Another important work is *Kitab al-Nabat* by Al-Dinawari, which contains descriptions of hundreds of plant species and the application of astronomy and meteorology to agriculture. Technologically, various agricultural tools were developed, such as plows, harrows, shovels, hoes, and post-harvest equipment. In fact, plant breeding techniques through grafting and crossbreeding have been known and practiced since that time.

The success of this revolution was evident in various regions, such as Andalusia, which developed into a developed agricultural center with thousands of productive villages. A similar trend occurred in Egypt and Iraq, which boasted hundreds of villages serving as food production centers. This transformation was not only technical but also social and economic, including in land ownership and management systems.

The impact of this progress in the Islamic world was also felt in Europe. Europe's rise during the Renaissance was inextricably linked to the transfer of knowledge from the Islamic world. The massive translation of Arabic scientific works into Latin in the 12th century provided a gateway for the development of science in the West. Many European scholars studied at Islamic educational centers in Spain, Egypt, Syria, and Morocco.

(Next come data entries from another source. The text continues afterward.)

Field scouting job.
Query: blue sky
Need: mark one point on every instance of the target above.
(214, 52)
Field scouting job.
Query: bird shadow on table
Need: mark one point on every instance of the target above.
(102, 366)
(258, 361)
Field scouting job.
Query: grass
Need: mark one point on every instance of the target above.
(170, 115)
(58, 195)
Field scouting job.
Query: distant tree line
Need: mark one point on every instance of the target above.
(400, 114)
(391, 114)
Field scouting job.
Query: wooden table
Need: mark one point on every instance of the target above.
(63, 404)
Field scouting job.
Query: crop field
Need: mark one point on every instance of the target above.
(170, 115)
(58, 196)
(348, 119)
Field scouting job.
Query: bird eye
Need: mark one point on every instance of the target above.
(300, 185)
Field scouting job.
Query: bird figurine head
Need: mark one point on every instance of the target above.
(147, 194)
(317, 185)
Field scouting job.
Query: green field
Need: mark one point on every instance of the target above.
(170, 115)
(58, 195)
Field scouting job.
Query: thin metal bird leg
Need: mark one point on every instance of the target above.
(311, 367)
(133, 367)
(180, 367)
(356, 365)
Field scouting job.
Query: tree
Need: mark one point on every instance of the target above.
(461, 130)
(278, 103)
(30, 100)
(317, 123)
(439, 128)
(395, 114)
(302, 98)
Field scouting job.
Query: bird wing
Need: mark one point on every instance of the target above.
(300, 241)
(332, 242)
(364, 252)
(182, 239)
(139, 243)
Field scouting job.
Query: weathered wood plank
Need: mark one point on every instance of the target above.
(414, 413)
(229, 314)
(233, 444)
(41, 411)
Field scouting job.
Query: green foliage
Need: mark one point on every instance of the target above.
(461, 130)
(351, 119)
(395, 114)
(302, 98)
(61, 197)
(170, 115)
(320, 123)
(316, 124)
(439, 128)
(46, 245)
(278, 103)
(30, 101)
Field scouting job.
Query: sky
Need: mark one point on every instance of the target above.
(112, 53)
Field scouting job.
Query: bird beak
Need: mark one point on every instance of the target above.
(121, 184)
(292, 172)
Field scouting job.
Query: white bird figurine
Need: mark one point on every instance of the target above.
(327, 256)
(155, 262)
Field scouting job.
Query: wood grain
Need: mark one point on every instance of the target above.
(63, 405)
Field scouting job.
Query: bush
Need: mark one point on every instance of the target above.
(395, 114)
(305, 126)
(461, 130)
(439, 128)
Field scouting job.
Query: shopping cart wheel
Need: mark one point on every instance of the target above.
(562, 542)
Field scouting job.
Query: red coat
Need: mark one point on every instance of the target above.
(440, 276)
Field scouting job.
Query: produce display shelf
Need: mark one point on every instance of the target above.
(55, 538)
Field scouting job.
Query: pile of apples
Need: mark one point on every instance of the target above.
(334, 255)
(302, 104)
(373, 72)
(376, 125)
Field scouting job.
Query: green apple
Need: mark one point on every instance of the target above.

However, efforts to "Islamize global agriculture" in the contemporary context are not simply a repetition of past successes. More important is developing an agricultural system that is not only technically superior but also grounded in Islamic socio-economic values. This encompasses just and sharia-compliant relationships between actors, ethical cultivation practices, sustainable resource management, and halal and tayyib food production and distribution.

Thus, the concept of *Islamic Agricultural Socioeconomics* can be understood as an effort to complement and perfect the Arab Agricultural Revolution. This is not merely historical nostalgia, but rather a major agenda to rebuild an agricultural system that is just, sustainable, and based on divine values.

This is the "light from the East"—a legacy of Islamic civilization that not only once illuminated the world but also has the potential to once again become a source of inspiration for global progress in the future.